Como se houvesse sido chamado, um corvo pousou no ramo de um arbusto próximo. Cravou os olhos em Frank e grasnou duas vezes, de modo agourento. A reação do rapaz foi inesperada: ele abaixou-se, pegou uma pedra, e a atirou na direção do pássaro, que saiu voando em disparada.

- Por que fez isso? - Questionou Ella, assustada.

- Não gosto de corvos - replicou Frank. - Para mim, dão azar.

- Nunca me fizeram qualquer mal - insistiu Ella. - Para alguém que diz gostar de animais...

- Eu gosto de cães, já lhe disse o motivo - retrucou Frank, parecendo irritado com o rumo da conversa.

Ella concluiu que já havia ouvido o suficiente; despediu-se do rapaz com uma desculpa qualquer e voltou para casa, pensativa. Algo não parecia ir bem sob a aparência afável de Frank.

Naquela noite, estava deitada no sofá da sala assistindo TV, quando ouviu nitidamente duas batidas no vidro da janela, que estava fechada por causa do tempo frio. Ergueu-se de imediato para ver o que havia provocado o som e viu um corvo, pousado no parapeito. Para não deixar dúvidas de que fora ele quem batera, repetiu o gesto. Ella aproximou-se da janela, intrigada.

- O que você está fazendo aqui, amiguinho? - Indagou. - Nem pense que vou convidá-lo a entrar... eu tenho um gato aqui dentro.

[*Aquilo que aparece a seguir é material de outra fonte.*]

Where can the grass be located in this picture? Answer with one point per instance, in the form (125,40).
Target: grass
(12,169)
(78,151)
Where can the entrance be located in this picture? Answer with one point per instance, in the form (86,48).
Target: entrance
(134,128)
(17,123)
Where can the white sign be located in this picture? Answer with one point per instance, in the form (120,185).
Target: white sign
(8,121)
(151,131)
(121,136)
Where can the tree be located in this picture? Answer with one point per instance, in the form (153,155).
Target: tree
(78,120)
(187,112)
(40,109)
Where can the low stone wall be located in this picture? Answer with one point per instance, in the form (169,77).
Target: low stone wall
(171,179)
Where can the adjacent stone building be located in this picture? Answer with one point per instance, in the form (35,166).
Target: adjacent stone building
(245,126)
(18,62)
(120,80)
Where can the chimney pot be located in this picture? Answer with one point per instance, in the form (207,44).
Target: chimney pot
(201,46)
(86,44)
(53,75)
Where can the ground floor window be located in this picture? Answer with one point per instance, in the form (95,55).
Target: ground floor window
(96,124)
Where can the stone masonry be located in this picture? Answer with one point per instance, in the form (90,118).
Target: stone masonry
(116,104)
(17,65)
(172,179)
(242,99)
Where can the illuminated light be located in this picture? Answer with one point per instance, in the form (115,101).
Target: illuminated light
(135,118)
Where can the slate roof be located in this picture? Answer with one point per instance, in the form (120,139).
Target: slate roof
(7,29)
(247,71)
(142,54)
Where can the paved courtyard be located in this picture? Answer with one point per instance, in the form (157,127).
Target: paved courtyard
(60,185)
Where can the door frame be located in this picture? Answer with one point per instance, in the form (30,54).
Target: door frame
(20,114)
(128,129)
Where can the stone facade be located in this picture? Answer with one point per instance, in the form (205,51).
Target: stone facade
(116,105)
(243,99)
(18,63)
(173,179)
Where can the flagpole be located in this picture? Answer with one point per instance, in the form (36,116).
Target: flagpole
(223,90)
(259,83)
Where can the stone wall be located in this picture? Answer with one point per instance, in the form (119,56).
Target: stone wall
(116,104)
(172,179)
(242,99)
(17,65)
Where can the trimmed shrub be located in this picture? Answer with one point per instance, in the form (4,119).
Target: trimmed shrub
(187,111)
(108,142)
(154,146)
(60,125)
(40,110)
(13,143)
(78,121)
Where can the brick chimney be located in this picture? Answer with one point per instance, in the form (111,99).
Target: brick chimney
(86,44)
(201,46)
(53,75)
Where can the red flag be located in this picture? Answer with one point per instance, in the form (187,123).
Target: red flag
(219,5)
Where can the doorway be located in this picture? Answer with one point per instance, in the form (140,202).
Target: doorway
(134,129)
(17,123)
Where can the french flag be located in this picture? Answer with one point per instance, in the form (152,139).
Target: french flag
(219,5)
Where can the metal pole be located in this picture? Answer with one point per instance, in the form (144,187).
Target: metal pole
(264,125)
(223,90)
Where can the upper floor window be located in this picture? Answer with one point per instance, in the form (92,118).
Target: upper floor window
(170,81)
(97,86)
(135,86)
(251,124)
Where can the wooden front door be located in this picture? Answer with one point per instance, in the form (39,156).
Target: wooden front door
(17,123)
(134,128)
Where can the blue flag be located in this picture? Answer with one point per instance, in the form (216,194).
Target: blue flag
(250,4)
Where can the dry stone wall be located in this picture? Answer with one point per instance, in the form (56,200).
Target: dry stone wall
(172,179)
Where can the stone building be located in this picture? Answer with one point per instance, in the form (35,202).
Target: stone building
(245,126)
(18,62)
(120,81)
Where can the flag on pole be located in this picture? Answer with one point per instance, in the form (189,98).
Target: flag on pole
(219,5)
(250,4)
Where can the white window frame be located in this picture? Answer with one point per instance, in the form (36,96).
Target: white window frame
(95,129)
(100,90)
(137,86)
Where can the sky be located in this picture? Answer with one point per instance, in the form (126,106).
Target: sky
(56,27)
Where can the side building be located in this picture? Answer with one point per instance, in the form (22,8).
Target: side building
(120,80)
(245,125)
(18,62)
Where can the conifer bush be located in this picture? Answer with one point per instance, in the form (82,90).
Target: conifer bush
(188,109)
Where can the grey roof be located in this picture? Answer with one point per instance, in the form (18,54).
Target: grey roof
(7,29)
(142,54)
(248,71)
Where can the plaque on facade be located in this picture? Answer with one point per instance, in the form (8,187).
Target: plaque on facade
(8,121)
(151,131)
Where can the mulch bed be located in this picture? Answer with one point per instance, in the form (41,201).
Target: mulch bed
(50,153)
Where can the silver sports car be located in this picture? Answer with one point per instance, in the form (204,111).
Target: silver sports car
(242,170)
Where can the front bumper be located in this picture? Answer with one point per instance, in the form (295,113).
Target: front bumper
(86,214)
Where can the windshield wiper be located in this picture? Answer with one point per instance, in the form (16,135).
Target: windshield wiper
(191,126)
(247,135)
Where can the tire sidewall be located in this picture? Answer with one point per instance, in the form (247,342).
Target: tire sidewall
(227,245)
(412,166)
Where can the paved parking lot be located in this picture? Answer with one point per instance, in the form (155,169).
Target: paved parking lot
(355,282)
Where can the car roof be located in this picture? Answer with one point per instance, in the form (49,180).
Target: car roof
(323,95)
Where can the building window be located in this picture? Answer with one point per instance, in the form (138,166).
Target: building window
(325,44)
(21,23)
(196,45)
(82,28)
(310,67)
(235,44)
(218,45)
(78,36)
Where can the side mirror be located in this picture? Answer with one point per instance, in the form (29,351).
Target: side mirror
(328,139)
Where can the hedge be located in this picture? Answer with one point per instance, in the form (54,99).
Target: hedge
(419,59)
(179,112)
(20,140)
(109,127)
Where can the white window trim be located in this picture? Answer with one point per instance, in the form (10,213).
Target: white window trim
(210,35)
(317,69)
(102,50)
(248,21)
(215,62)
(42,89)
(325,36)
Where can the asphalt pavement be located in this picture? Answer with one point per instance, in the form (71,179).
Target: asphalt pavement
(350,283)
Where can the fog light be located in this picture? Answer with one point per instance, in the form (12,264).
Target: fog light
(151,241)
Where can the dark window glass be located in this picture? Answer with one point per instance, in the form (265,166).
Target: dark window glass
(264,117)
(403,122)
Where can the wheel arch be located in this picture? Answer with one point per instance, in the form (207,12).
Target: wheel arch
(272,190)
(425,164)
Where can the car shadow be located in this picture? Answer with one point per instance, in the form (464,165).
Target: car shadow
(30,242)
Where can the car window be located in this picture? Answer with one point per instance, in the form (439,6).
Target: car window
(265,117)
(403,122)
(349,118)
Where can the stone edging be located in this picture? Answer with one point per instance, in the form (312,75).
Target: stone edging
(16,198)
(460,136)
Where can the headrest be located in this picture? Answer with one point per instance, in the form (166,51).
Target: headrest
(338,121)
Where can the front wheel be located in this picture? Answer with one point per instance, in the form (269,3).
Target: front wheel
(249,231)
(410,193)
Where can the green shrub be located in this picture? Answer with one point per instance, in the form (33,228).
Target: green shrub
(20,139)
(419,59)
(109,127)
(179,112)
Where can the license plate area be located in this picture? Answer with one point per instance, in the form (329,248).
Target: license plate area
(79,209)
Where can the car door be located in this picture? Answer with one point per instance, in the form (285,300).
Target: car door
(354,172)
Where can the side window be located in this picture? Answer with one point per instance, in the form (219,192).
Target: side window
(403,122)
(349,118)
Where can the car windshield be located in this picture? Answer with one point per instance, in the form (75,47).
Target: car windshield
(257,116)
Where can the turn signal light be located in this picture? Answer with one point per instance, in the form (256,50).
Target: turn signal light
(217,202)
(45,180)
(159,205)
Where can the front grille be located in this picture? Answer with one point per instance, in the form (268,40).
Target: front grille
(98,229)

Imediatamente, sentiu um arrepio ao lembrar-se das palavras de Frank: "gatos são pequenos psicopatas". O corvo grasnou duas vezes, não parecendo disposto a sair do parapeito; e foi então que a campainha da porta tocou.

Ella dirigiu-se para lá e espiou pelo olho mágico.

Do outro lado, estava Frank, com um buquê de flores nas mãos. Ela resolveu abrir, mas sem destravar o fecho de segurança.

- Nós havíamos combinado alguma coisa? - Ella indagou calmamente, encarando-o pela fresta.

- Eu vim me desculpar - alegou Frank, com um sorriso cativante. - Pelo meu comportamento lá no parque.

Duas batidas no vidro da janela. E mais duas.

- Um momento, por favor - solicitou a garota.

Foi até a janela e a ergueu o suficiente para que o corvo pudesse entrar. Como uma flecha, ele passou por ela e disparou no rumo da porta entreaberta. Em seguida, ouviram-se gritos e grasnidos enfurecidos, enquanto Frank era atacado pelo corvo.

- Pássaro maldito! - Ele exclamou enquanto fugia.

Ella trancou a porta e fechou a janela. O gato, que durante o desenrolar da cena permanecera deitado indiferente no tapete da sala, ergueu-se e arqueou o dorso, espreguiçando-se. Depois, soltou um miado que Ella, corretamente, interpretou como fome.